Craig Macadam, Scottish Environment LINK Vice-Chair and Wildlife Subgroup Convenor added: “The SNH report findings reveal a very mixed picture of our progress towards meeting the Aichi Targets. Our members are involved in the delivery of many of the projects that contribute towards halting biodiversity loss, but with diminishing financial resources available for conservation work, our environment, already vulnerable due to climate change and other human activities, will suffer.”

Contact details

Craig Macadam, LINK Wildlife Subgroup Convenor:

or Daphne Vlastari, LINK Advocacy Manager:, 0131 225 4345

Editors’ Notes

(1)  Scottish Environment LINK is the forum for Scotland’s voluntary environment community, with over 35 member bodies representing a broad spectrum of environmental interests with the common goal of contributing to a more environmentally sustainable society. /

LINK is a Scottish Charity (SC000296) and a Scottish Company Limited by guarantee (SC250899). LINK is core funded by Membership Subscriptions and by grants from Scottish Natural Heritage, Scottish Government and Charitable Trusts.
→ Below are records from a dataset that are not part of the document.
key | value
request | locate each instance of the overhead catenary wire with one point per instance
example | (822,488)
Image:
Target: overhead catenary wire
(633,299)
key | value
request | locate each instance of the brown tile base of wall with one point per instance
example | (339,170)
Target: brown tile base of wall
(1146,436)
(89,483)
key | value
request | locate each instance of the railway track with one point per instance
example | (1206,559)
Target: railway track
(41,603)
(2) Scotland’s Biodiversity Progress to 2020 Aichi Targets Interim Report 2017 is available here:

(3) On 26 March 2018, the Intergovernmental Science-Policy Platform on Biodiversity and Ecosystem Services (IPBES), described as the “IPCC for biodiversity”, released the results of the most comprehensive biodiversity study in more than a decade, written by more than 500 experts from over 100 countries. It concluded that such is the rate of decline that the risks posed by biodiversity loss should be considered on the same scale as those of climate change. Human destruction of nature is rapidly eroding the world’s capacity to provide food, water and security to billions of people. This alarming trend endangers economies, livelihoods, food security and the quality of life of people everywhere. For more information about IPBES and its assessments visit

(4) In a report developed in 2016 by a coalition of 53 wildlife organisations, many of which are members of Scottish Environment LINK, it was revealed that almost one in ten Scottish species are at risk of extinction.

The State of Nature 2016: Scotland highlights that there is grave concern particularly for some species including more than half of vascular plants, such as juniper, and 39% of butterflies. There are also serious concerns for a quarter of Scotland’s birds including upland species such as dotterel and curlew, and seabirds such as puffins and kittiwakes.
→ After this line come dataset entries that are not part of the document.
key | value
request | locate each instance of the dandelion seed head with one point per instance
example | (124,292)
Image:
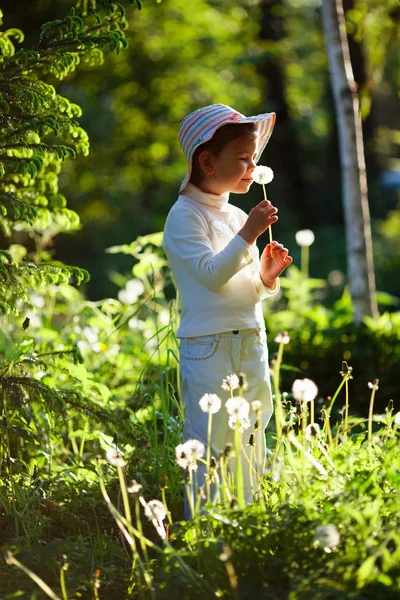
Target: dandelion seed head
(230,383)
(210,403)
(238,407)
(373,385)
(312,431)
(114,458)
(282,338)
(256,406)
(304,390)
(242,424)
(134,487)
(263,174)
(155,511)
(186,454)
(327,537)
(305,237)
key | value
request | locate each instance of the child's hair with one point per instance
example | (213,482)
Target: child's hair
(217,143)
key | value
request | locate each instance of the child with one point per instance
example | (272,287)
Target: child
(212,251)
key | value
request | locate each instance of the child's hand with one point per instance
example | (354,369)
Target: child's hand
(259,219)
(274,259)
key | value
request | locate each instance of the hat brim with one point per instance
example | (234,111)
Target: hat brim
(267,122)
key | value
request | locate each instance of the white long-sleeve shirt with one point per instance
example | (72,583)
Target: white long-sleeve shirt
(217,272)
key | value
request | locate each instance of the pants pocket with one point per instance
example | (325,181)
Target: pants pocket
(199,348)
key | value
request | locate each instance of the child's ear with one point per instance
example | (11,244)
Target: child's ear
(206,163)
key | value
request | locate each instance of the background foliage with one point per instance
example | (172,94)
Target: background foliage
(85,371)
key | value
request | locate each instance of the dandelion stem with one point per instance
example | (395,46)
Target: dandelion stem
(164,500)
(278,405)
(11,560)
(304,452)
(370,413)
(270,227)
(305,254)
(209,429)
(239,472)
(62,582)
(346,410)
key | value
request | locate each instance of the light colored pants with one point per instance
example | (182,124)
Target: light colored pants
(205,361)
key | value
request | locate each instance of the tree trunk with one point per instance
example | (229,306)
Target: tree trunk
(287,156)
(354,178)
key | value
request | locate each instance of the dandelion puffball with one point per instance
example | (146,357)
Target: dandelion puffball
(186,454)
(305,237)
(155,510)
(210,403)
(262,174)
(231,382)
(327,536)
(304,390)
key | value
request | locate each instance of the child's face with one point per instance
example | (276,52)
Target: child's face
(234,166)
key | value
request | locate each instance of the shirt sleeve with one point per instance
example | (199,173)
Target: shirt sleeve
(263,290)
(185,237)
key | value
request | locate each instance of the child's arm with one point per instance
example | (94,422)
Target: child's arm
(187,243)
(274,260)
(258,221)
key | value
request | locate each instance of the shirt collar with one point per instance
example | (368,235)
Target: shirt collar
(213,200)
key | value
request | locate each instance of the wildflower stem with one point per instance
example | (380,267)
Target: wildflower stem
(304,452)
(165,504)
(370,412)
(209,429)
(305,255)
(327,425)
(270,227)
(311,412)
(341,384)
(62,583)
(239,472)
(249,462)
(140,530)
(124,492)
(11,560)
(224,478)
(346,410)
(278,404)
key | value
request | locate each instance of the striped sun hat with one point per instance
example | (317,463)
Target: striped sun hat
(199,127)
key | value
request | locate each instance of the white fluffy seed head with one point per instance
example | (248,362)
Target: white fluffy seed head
(327,536)
(262,174)
(210,403)
(230,383)
(188,453)
(256,406)
(114,458)
(312,431)
(304,390)
(282,338)
(155,510)
(241,424)
(305,237)
(237,407)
The State of Nature report confirms that our nature is facing great pressures from land-use change while climate change and human activities are having a particular impact on internationally important marine habitats and species, resulting in declines and alterations to species’ distributions and community composition.

What is more, Scotland’s Biodiversity Intactness Index (BII) is 81.3% when values under 90% indicate that “ecosystems may have fallen below the point at which they can reliably meet society’s needs” (Hayhow et al., 2016: 3). Scotland ranks in the bottom fifth of all 218 countries analysed; 36th from the bottom.
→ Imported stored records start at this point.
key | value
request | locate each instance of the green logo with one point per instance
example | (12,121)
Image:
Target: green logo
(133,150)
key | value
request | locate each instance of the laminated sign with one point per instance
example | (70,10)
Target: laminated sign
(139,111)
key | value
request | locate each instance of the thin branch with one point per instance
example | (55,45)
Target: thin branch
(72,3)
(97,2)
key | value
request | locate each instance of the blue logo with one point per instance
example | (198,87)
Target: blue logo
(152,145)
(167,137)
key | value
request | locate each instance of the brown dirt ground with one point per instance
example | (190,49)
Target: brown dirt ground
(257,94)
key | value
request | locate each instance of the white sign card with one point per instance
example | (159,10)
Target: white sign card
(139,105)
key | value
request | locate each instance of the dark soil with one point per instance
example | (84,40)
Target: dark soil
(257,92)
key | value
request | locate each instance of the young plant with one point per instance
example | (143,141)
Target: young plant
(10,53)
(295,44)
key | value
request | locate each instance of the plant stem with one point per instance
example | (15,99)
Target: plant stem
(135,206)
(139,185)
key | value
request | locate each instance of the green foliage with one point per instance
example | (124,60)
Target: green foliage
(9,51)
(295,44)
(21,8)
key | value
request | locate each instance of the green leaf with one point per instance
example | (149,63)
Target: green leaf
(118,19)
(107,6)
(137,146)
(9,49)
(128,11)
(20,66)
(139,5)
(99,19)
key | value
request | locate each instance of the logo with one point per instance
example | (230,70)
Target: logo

This level of degradation reflects historical losses that took place in the course of the 20th century and further back. Given the significant losses that we have already incurred in Scotland, it is of paramount importance that we work to safeguard and enhance our environment going forward. Indeed, still today we are working to redress errors of the past such as: i) Commercial afforestation and drainage resulted in the loss of 44% of Scotland’s blanket peat bog between the 1940s and the 1980s; ii) Although grasslands cover around one-quarter of Scotland, after decades of human intervention less than 1% of this is semi-natural. Between the 1940s and 1980s, the area of broadleaved and mixed woodland fell by 23% and 37% respectively, and native Caledonian pine forests now cover less than 90,000 hectares – just over 6% of the original area.

The importance of nature in Scotland is apparent, not just in terms of natural and cultural wealth but also the economic benefits it brings: 14% of jobs are supported by the natural environment.